El Cuerno de África es una región de enorme valor estratégico
en la que las grandes y medianas potencias se han expandido, pero el caso de
Somalia estaba menos disputado por la larga inestabilidad y violencia que padece
desde hace décadas. Sin embargo, esto no parece haber supuesto un inconveniente
para los turcos, que han demostrado poder moverse en terrenos inestables como
el caso de Libia llevando a cabo una estrategia de expansión en todos los ámbitos
de la política somalí.
La noticia se publicó hace una semana pero pasó casi
desapercibida, el cable señalaba que el despliegue de tres cazabombarderos F-16
por parte de Turquía en Mogadiscio capital somalí, “tenía como objetivo
proteger las inversiones turcas en energía y puertos espaciales”. También se
citaba una declaración turca que reafirmaba la integridad territorial de
Somalia en medio del reconocimiento de Somalilandia, la provincia rebelde
somalí, por parte de Israel y se comprometía a apoyar la lucha contra el
terrorismo yihadista, insinuando que planea desempeñar un papel más importante
en dichas misiones en territorio somalí.
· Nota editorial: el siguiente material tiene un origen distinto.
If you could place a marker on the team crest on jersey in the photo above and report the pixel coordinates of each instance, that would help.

El medio añadió que Turquía ya cuenta
con drones armados y helicópteros artillados en Mogadiscio.
“Ankara ha entrenado a miles de soldados
somalíes, lo que representa un tercio de
su ejército…además, Turquía recibe
la friolera del 90% de los ingresos
de Somalia por petróleo y gas”
Recordemos, que este país euro-asiático opera actualmente una
gran base militar instalada en la capital somalí, mientras que empresas turcas
administran tanto el aeropuerto como el principal puerto de la ciudad. Ankara
también ha entrenado a miles de soldados somalíes, lo que representa
aproximadamente un tercio del ejército de Somalia, tanto en Turquía como en su
base de Mogadiscio, conocida como Turksom. Cabe mencionar además que, según se
informa, Turquía recibirá la friolera del 90% de los ingresos de Somalia por
petróleo y gas en alta mar según el acuerdo desigual firmado en 2024.
En realidad, este conjunto de hechos sugiere de forma
convincente que Somalia se ha convertido en un protectorado turco de facto en
pleno Cuerno de África, lo que intensifica la rivalidad entre Turquía e Israel
tras el reconocimiento de Somalilandia por parte del gobierno sionista. Si bien
algunos niegan la existencia de dicha rivalidad, ya que Turquía siguió
permitiendo el transito del petróleo azerbaiyano por su territorio rumbo a
Israel durante los bombardeos a Gaza, esto es tan deshonesto como afirmar que
Rusia y la OTAN no son rivales porque Rusia aún vende parte de su petróleo y
gas a los miembros europeos del bloque. No hay que confundir la amistad o
enemistad entre países, con la defensa de sus propios intereses económicos.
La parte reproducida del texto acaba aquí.